"Those who voted 'yes' today voted for socialism," President Hugo Chavez crowed after his victory in Sunday's national referendum to overturn Venezuela's term limits law for all offices.
Unsuccessful in his first attempt in December 2007, Chavez pulled out all stops utilizing his vast national resources and network of recipients of government largesse. His ads dominated the state-controlled media and pressure was put on his nearly 2 million state employees to campaign and vote for the measure. He also slyly broadened the term limit repeal to all offices, earning him a much broader range of influential supporters desperate to see the constitutional amendment pass. It did, with 54% of the vote.
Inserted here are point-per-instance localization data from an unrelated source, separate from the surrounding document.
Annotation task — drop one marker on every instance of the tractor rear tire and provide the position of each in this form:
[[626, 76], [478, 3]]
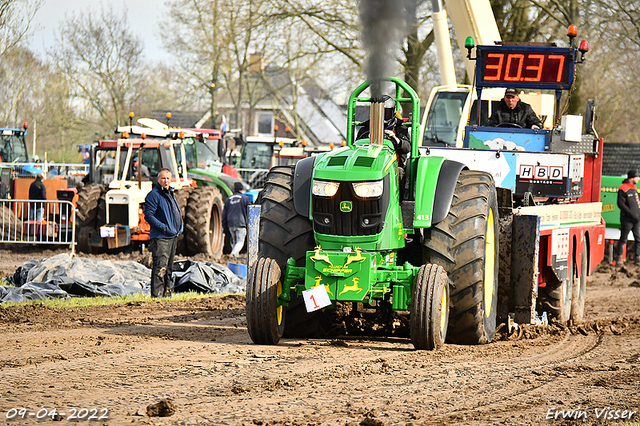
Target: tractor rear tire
[[265, 319], [429, 308], [182, 197], [579, 285], [465, 244], [285, 234], [203, 222]]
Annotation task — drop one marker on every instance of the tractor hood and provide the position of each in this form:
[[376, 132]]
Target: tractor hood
[[361, 162]]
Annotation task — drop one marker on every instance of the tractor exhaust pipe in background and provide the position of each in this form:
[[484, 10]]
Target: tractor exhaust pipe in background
[[376, 122]]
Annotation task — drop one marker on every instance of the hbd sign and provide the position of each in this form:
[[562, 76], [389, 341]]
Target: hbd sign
[[538, 172]]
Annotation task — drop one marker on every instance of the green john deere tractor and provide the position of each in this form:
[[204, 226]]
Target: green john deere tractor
[[343, 227]]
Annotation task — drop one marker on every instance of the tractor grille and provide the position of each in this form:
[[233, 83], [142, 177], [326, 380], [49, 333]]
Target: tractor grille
[[118, 214], [329, 219]]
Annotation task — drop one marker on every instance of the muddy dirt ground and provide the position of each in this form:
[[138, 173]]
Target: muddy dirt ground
[[193, 362]]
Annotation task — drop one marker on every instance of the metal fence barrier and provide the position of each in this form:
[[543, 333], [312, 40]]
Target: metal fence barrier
[[38, 222]]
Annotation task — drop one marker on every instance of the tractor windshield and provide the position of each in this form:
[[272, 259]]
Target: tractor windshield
[[207, 152], [444, 118], [256, 156]]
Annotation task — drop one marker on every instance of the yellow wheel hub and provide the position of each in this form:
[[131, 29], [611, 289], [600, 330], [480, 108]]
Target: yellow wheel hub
[[444, 311], [489, 264]]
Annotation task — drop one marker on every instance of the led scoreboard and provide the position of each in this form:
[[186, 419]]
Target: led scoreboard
[[525, 66]]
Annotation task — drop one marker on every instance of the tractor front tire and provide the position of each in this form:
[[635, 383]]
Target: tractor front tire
[[465, 244], [285, 234], [265, 318], [87, 208], [203, 222], [429, 308]]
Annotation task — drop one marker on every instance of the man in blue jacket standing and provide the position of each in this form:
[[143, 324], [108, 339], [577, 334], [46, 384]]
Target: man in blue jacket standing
[[234, 218], [162, 212]]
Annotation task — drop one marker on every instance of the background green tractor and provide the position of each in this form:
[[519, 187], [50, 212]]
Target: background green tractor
[[336, 228]]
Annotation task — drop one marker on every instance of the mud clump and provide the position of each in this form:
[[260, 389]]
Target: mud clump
[[164, 408]]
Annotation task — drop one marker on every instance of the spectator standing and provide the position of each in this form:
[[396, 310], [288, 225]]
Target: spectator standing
[[37, 191], [234, 217], [629, 206], [162, 212]]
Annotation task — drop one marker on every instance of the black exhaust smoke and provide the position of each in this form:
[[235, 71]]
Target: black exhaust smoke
[[384, 24]]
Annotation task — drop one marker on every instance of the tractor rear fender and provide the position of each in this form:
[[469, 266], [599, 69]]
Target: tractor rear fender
[[207, 178], [302, 186], [435, 184]]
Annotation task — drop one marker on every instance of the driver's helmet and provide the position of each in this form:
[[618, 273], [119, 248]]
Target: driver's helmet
[[389, 112]]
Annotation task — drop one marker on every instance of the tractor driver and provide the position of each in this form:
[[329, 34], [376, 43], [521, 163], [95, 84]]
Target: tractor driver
[[394, 131], [512, 112]]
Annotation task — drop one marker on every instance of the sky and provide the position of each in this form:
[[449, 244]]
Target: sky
[[144, 16]]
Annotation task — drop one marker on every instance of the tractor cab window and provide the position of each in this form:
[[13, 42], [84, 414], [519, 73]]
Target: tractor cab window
[[485, 113], [105, 166], [13, 149], [190, 148], [151, 160], [444, 115], [256, 156], [207, 152]]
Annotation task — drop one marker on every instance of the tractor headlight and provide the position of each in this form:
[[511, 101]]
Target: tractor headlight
[[368, 189], [325, 188]]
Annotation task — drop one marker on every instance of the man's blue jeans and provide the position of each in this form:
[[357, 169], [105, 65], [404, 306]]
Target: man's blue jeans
[[162, 251]]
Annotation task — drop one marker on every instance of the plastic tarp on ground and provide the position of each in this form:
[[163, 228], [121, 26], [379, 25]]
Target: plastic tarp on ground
[[62, 276]]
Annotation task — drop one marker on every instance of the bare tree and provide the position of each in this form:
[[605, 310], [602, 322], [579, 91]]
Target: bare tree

Chavez told supporters the election was a mandate to speed his transformation of Venezuela into a socialist state. In celebration, he sent fireworks flying over the rooftops of the city while his supporters filled the streets, waving red flags and honking their car horns.
While some fraud certainly played a role, it appears so far that it was the rapidly growing powers of the Chavez incumbency that carried the day. And now, it will be permanent.
Opposition leader Omar Barboza said Chavez power is enormous with the courts, legislature and electoral council under his thumb. Term limits were the last thing limiting his ambitions.
"Effectively this will become a dictatorship," Barboza told The Associated Press. "It's control of all the powers, lack of separation of powers, unscrupulous use of state resources, persecution of adversaries."